Mas quando todo mundo precisa ser novo, quando os outros são reconhecidos como pessoas que estão fazendo exatamente a mesma coisa que você para serem reconhecidos, inicia-se uma corrida pela quantidade que em algum momento exigirá uma mudança de qualidade.

Depois de injetar 20 litros de silicone ou de tatuar 90% de seu corpo, podemos ser assediados pelo cansaço e pelo desejo de encontrar uma nova diferença. Não apenas uma diferença que nos equalize e permita comparações, mas uma diferença que faça realmente diferença.
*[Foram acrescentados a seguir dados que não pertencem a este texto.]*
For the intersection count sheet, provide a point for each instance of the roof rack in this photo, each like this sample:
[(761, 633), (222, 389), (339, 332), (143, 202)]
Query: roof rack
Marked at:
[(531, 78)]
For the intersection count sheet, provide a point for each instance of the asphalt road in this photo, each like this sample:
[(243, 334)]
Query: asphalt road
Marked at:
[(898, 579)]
Uma diferença diferente.

O primeiro sinal de que isso está acontecendo é o que chamei de cansaço do exibicionista.

Neste momento é comum que nos revoltemos contra o próprio imperativo de reconhecimento, contra a existência da máquina, em vez de nos voltarmos para nossa própria tentação de, por meio dela, nos iludirmos com um heroísmo além de nossas posses narcísicas.

É como aquele autor que publica seus livros, mas porque não é lido por ninguém revolta-se contra o sistema das editoras.
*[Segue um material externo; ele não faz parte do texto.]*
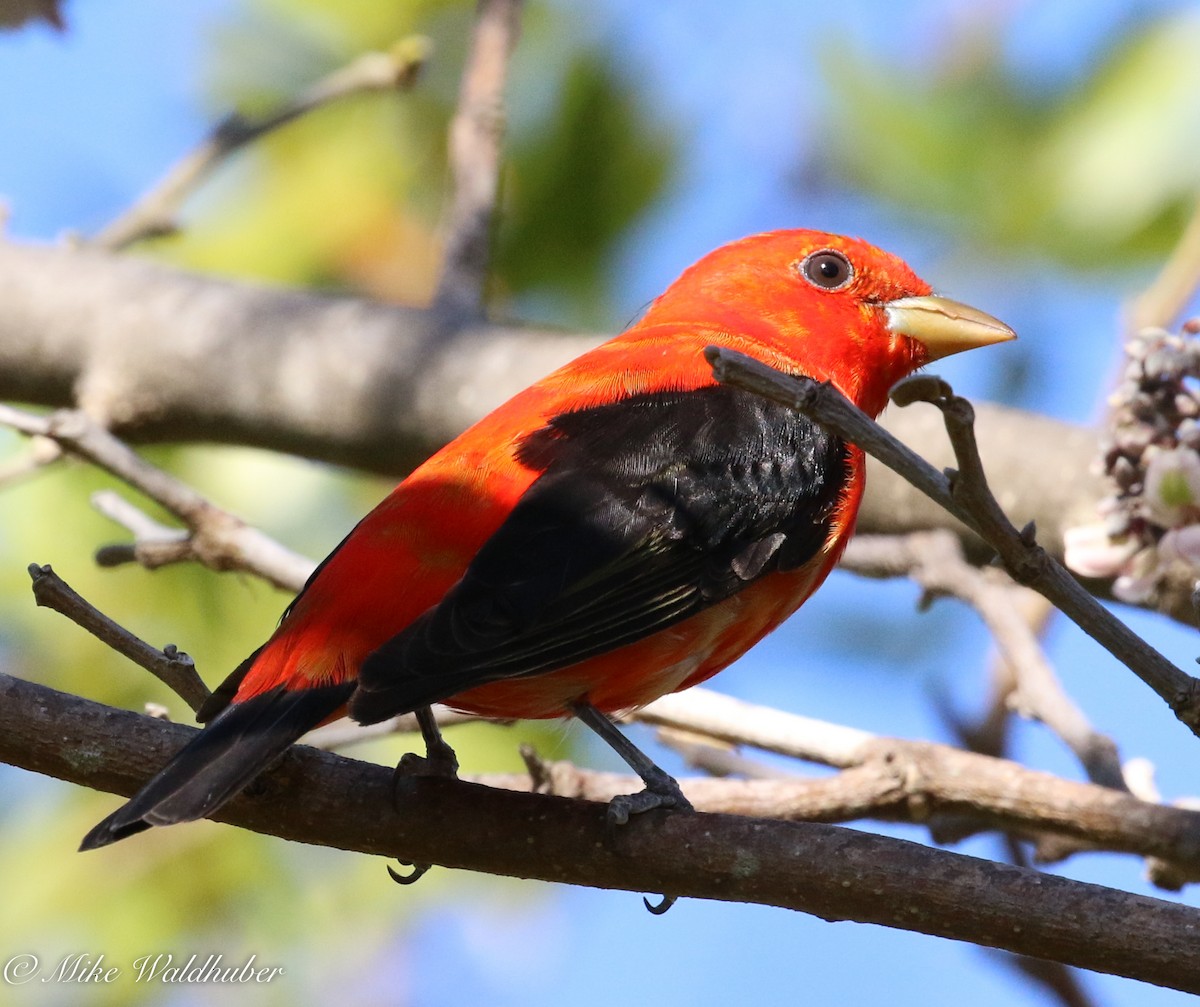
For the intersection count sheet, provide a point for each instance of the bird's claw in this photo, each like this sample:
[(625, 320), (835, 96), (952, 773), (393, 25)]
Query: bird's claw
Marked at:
[(417, 873), (443, 763), (622, 807), (663, 906)]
Brigar contra a lei do reconhecimento é o caminho mais curto para o curto circuito narcísico conhecido como depressão.

Em geral fazemos isso para querer nos afastar do trabalho que nos dá discernir como e por quem queremos ser realmente reconhecidos, bem como do trabalho e do risco que o desejo sempre traz neste contexto.

O problema todo é como passar do desejo de reconhecimento (narcísico) para o reconhecimento do desejo, por si, com o outro e entre outros.

Espero que a distinção que apresentei entre narcisismo, exibicionismo e identificação permita perceber que as redes sociais jamais deveriam ser entendidas como um instrumento de mão única e de uso compulsoriamente semelhante para todos.

Há pessoas que usam coisas como Instagram como um palco, outras que o tomam como uma cama para sustentar suas práticas eróticas (ótimo também, por que não?).

Mas há também aqueles que fazem dele uma espécie de livro, de repositório biográfico ou epistolar, muito mais interessadas em escrever e criar novas possibilidades produtivas de si do que comparar cliques ou manter a pirotécnica da felicidade.

Esta cansa, e pior, cansa cada vez mais rápido.